Digg boredom: You know how we are constantly reaching for that mobile phone, or trying to figure out what to do next. Well, guess what, we don’t have to do that. Or at least, not all the time. Giving in to boredom is kind of like playing the dark-room game – you are in the dark, looking for something that is hidden. According to neuroscience, it is during times of boredom that the brain tries to find and activate hidden neural connections or create new ones. So, yes, boredom does slow us down enough to create room for creativity.

Make time for the dirt-bunnies: If I had a choice, I would spend the rest of my life not doing any household chores. Fortunately for me, I don’t have a choice. If I did, then I would either be writing or reading constantly eventually running my thoughts only between reading and writing, and little else. I am indeed grateful for the frustrations of managing a household that hammer me into slowing down my over-loaded brain. If we are able to understand this, then we will also realize that there is something cathartic about cleaning and organizing.

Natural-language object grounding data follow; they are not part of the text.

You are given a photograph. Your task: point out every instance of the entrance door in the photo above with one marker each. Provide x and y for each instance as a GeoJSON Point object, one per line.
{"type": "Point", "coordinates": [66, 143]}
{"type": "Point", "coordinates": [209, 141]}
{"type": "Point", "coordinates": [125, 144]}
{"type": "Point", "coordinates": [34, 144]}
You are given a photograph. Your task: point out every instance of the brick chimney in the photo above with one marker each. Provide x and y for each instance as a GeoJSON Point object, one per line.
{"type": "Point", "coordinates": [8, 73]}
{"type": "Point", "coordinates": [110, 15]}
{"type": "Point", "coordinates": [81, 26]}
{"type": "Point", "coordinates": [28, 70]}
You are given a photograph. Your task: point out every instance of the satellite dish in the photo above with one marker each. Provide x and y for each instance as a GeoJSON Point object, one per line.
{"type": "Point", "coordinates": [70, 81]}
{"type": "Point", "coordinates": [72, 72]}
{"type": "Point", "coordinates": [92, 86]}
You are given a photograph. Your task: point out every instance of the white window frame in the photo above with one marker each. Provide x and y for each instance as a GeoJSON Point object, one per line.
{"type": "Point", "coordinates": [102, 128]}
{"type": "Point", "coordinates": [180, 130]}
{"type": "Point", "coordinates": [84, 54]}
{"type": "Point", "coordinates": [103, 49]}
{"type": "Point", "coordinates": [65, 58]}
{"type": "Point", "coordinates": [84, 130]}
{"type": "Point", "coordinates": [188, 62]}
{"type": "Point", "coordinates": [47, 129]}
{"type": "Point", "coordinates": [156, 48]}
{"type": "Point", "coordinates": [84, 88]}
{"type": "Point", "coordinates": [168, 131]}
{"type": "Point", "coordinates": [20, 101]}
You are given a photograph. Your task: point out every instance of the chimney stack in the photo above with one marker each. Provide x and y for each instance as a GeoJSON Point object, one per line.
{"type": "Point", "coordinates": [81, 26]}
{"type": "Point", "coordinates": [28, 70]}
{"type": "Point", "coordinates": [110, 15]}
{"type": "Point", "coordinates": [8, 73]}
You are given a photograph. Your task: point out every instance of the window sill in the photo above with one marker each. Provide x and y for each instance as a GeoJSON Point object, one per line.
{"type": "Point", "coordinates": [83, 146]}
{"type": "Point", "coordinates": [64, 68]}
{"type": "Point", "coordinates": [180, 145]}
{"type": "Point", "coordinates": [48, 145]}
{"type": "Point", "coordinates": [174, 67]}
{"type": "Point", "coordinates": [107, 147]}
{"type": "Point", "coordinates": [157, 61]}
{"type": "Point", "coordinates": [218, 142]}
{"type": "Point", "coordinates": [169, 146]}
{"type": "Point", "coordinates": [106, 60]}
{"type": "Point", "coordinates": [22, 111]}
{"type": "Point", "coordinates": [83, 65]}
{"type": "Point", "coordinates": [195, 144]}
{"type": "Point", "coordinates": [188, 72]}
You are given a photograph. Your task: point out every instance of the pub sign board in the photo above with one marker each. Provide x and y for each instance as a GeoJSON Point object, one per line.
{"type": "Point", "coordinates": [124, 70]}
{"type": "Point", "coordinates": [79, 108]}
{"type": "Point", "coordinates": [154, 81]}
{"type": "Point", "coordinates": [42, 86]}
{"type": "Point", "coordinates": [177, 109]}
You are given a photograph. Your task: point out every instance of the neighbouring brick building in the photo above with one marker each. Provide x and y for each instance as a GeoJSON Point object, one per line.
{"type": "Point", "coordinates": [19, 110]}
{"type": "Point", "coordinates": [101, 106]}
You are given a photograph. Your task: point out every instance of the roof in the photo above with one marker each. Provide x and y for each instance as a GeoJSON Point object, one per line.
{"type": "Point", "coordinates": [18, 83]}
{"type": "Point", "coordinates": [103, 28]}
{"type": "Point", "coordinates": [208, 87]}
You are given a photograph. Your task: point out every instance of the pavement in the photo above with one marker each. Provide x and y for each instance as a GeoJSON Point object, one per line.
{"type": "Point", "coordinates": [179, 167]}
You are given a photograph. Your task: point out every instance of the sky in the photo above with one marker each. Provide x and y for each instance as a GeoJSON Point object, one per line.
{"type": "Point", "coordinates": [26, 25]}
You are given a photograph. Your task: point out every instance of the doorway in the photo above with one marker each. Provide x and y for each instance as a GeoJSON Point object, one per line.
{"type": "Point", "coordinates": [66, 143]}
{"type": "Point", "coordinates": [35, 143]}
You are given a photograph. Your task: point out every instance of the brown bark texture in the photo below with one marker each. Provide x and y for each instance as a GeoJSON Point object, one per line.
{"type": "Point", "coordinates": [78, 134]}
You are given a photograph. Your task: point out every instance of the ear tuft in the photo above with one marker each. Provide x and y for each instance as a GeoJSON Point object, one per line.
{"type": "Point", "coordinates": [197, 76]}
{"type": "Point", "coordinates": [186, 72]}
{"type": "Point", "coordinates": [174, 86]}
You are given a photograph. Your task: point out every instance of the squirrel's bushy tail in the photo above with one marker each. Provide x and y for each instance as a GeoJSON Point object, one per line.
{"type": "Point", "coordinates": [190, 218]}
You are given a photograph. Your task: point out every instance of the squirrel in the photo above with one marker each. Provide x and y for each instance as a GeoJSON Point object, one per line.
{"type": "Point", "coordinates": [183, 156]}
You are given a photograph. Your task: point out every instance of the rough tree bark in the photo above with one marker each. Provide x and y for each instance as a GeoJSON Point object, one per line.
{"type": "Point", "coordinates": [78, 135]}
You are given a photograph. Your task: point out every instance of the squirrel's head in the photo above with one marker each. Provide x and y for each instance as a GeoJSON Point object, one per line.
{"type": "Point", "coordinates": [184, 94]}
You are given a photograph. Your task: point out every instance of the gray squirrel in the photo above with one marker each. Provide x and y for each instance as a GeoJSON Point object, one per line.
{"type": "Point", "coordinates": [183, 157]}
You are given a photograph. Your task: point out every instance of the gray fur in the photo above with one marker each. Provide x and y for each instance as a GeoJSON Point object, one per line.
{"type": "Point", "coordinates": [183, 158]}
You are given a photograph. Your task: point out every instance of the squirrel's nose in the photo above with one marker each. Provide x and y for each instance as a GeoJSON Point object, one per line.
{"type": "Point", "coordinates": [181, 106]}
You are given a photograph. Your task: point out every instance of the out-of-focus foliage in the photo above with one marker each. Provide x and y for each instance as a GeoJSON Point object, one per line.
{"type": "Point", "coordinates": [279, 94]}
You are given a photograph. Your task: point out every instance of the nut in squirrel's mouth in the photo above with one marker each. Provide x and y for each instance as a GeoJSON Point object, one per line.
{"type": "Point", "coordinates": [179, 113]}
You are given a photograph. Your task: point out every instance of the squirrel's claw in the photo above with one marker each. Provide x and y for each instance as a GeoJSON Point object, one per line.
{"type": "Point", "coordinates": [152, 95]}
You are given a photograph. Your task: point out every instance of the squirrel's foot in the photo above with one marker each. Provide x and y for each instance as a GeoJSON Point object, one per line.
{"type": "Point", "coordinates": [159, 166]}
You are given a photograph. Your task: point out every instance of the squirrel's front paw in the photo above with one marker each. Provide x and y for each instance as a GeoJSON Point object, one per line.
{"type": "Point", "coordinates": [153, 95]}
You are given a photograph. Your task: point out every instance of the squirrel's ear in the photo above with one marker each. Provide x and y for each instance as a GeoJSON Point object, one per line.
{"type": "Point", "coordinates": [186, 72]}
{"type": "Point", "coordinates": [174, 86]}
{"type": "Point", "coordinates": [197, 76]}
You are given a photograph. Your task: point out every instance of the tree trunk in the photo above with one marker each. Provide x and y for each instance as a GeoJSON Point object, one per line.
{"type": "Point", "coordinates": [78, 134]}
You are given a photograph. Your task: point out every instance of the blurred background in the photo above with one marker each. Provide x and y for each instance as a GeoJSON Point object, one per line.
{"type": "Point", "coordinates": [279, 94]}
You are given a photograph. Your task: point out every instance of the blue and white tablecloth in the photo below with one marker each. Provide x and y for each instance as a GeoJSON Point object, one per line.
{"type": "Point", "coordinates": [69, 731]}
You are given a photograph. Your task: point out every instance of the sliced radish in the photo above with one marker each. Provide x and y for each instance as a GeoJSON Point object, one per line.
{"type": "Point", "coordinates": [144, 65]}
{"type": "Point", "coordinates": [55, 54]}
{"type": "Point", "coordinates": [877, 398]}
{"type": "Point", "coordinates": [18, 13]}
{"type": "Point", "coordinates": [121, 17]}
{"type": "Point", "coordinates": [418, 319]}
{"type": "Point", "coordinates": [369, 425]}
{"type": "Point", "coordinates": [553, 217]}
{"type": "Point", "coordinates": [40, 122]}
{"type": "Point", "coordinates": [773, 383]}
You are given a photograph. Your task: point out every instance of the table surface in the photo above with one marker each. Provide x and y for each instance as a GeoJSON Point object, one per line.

Indulge in a hobby: I have filled so many notebooks with so many scribbles and doodles that I have lost count of how many. Taking up an interesting hobby is to answer a call from our inner child to take a mental break from our high-flying lives, and do something that gives us a sense of contentment.

Imagine contentment, what is your image over this simple, yet elusive word? Bring it to the most basic visual. You will realize that contentment is always accompanied by a deep breath and a beatific smile. Contentment comes with slowing down.